BRITISH VERSION OF JIMMIE: It’s Gold Blend.
BRITISH VERSION OF VINCE VEGA: Oh. Right.
Appropriately enough, having never really drunk coffee as a teen, I started to understand its power in the spiritual home of American barista-ship, Seattle. The youth hostel on Union Street used to offer free coffee (and bagels for a dollar) to its paying guests. It was there too that I first experienced chain-shop coffee and the homogenised allure of a standardised product. Later on the same trip, in Hawaii, I remember going to a Starbucks on the beach. What an odd experience. I ordered an iced tea; I’m British and it was too hot for coffee anyway.
But like I said, you come to coffee when you need it, and back then I didn’t really need it. As a student I slept lots and drank too much; my days were leisurely and bookish. So I only started drinking coffee in earnest when I finished university and started working.

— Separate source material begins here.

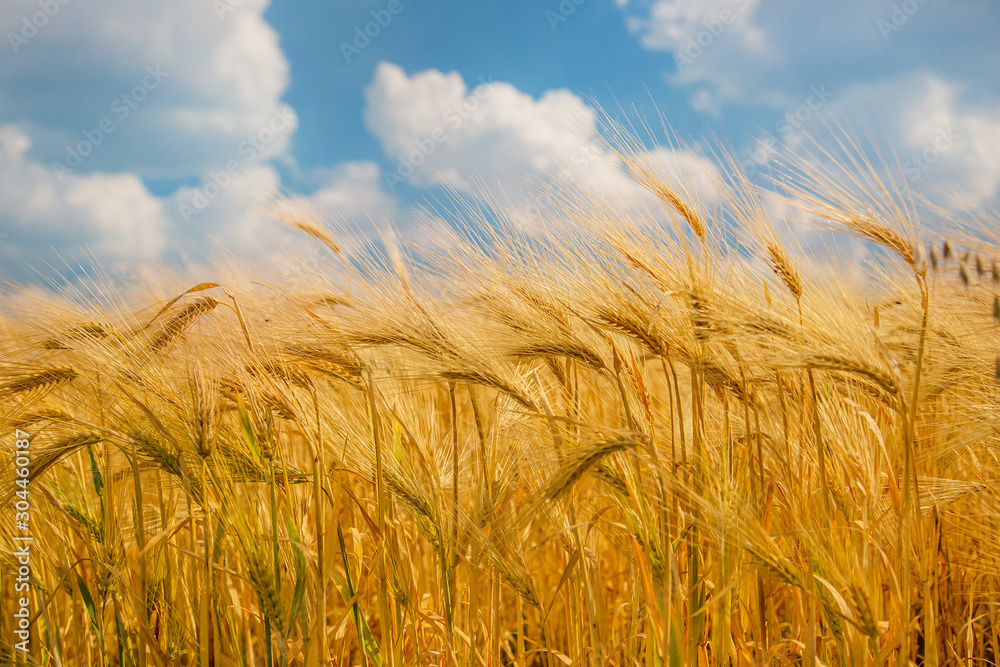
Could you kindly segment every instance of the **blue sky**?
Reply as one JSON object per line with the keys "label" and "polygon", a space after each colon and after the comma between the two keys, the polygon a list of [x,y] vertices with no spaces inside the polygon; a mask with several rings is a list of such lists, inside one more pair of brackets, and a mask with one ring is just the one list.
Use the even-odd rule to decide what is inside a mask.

Looking back on my twenties, the decade tells a story of spiralling addiction. When some friends bought my wife and me a little Gaggia as a wedding present, our fates were sealed. That machine stayed with us until its recent lime-scaled demise. We replaced it instantly with a slightly higher spec model. By this time, we had two children aged one and three, and so the coffee machine had gone from being a lifestyle accessory to being an essential home appliance. I have maintained since the birth of our second child that an entry level espresso machine should be made available to all new parents on the NHS.
But as well as being my friend in dark hours for the last decade or so, coffee has accompanied some of my more pleasurable experiences. As temporary residents in Vancouver, my wife and I were regulars at a coffee shop on Broadway with a characteristically punning name, Higher Grounds. We have drunk cafe solos in little bars on the Costa Brava. And, proof positive that taste must be largely contextual, we found that a plastic cup of scalding Nescafe Red hit the spot on an early morning ferry out of Piraeus on our honeymoon.
Now, more than anything, coffee is a crutch that we lean on. Amid the chaos created by a toddler and a preschooler, the five minutes it takes to make and drink an espresso represents a little nugget of blissful quietude. And now that we have mouths to feed and mortgages to pay, we are becoming more constrained in our habits. The abstemiousness of parenthood takes its toll on your alcohol consumption, solely because looking after a two-year-old while hungover is a hell like no other. But when you are only sleeping three hours a night, coffee is always your friend. My brother in law, Paul, a father and a baker, says that he barely drinks anymore. We have all talked about cutting down on our coffee intake, for fear that our guts must look like tannin-stained sacks of blubber. But Paul summed up succinctly the need for coffee in our ever more spartan lives when he said recently, “If I don’t drink coffee, what else have I got?”